The clanless Highland vestment is Macspinningmill tartan.
“Help me get hame”, says his sign. A boon he’s been asking six months.
There’s talk he lives on East 76th Street with a Neapolitan mother.
Tonight he will not have the street to himself.
Six yellow trucks across the way–
pasted prow to taffrail with signs–squall, screech,
swarmed about by crowds of little men in beards,
tieless shirts, black coats. The speakers jitter and skid,
throwing away horas between the Chassidic hymns.
It is the Lubavicher bringing us messages from the Rebbe.
They inquire of every soul who passes,
“Are you Jewish?” They shout after us, “Wear phylacteries!
Observe dietary laws!” Shy little men with burning eyes,
they pop like skyrockets showering down on us with
flashing religious courage.
And straight ahead on the corner by the Tishman Building
the steel band won’t give up: it hammers wildly, dexterously,
mellifluously pouring out, over the already earthquake-torn ears
of our intersection, “Yellow Bird.”
It is battered to fragments by horas,
diced in the knives of the pipe chanters,
shot down over the crossway by up-to-date piety.
Enough! I run to the corner, almost throw the bike
ahead of me into the street,
fling myself on it like a demon.
A taxi klaxons by, coughing in my ears “Get out!
Fly from the hell of this music, fly! fly!”
At the end of such a day, give me a wonderful gift.
It is given. It’s as though a door closes–
silence–all the madness trapped in the intersection
turns in upon itself. Only a hundred feet away
a single violinist scratches at Bach arpeggios
under the beggars’ arcade at the back of the church,
uninterrupted, watched over by one serious girl.
And the Museum of Modern Art on the right gleams and billows
like a wave of quiet illumination. Through the ground-floor window
Marilyn Monroe’s enormous lips poise to eat
a nameless art student looking somewhere else in a timid beret.
And now, up the left of the street advances that old beggar
who looks like Khrushchev. He bangs his vicious
steel cane upon the sidewalk like a shoe.
He pierces you with malevolent eyes, snarls.
“Hee!” he whines “Hee!” jabbing his hands like a threat.
Now I’m gathering speed, everything begins to hurry into a blur,
the people in red, purple, yellow-green, violet
sew themselves along the quilt strip of the sidewalk like checks.
My time of day! Excitement and events
bob in and out of windows like winking eyes!
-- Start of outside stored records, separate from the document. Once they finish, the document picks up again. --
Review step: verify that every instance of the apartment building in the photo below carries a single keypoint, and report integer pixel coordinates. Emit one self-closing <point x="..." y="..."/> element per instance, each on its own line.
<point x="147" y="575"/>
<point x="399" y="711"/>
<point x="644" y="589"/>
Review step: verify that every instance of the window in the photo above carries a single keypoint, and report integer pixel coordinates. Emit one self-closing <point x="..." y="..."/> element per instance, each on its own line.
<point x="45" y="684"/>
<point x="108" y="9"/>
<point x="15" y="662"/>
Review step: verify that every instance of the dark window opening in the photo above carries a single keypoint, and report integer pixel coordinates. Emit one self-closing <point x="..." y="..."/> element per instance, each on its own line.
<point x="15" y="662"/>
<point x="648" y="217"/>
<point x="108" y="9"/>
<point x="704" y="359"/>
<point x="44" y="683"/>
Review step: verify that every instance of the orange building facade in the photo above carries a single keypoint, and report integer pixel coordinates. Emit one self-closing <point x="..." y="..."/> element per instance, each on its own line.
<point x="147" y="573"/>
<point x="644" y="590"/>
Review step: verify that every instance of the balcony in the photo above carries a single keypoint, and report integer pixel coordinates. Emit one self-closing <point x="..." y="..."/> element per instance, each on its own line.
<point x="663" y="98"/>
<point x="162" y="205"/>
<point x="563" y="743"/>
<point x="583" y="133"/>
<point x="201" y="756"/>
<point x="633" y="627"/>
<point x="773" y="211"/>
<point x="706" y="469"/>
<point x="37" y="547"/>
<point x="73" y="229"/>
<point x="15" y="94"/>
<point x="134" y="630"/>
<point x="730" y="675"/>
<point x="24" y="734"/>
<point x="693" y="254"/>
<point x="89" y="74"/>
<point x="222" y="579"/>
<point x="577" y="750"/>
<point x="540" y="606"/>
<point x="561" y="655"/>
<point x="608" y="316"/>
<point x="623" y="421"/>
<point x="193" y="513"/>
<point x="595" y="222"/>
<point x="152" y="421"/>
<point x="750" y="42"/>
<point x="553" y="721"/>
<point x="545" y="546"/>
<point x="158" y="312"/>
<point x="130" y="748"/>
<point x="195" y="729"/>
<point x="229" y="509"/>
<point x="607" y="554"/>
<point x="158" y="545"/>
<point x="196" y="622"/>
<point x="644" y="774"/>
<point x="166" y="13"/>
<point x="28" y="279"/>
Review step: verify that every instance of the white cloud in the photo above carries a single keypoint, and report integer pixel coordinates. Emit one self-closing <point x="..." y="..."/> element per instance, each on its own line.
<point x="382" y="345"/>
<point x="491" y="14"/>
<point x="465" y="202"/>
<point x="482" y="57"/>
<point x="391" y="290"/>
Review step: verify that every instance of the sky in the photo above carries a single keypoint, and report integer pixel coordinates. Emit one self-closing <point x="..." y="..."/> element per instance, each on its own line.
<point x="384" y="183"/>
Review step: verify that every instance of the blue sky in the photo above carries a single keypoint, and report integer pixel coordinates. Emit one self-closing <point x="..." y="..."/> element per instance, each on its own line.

Ahead, Sixth Avenue, and the hour
and the kind of weather that makes me take a fierce breath.
The sky is full of clouds weighing hundreds of millions of tons,
overwhelming us like a wonderful painting.
Down southwest, vast new buildings glow with strange colors
like ice colored blocks of honeycomb candy riddled with yellow bees.
Now they fall over toward me under the weight
of enormous lilac and puce cotton cumuli streaked with smoke,
and salmon edges sliding along between upper surfaces of hazy blue.
I put my hands up to protect my head.
I look out and nothing has moved–
and yet–don’t I know absolutely everything has moved?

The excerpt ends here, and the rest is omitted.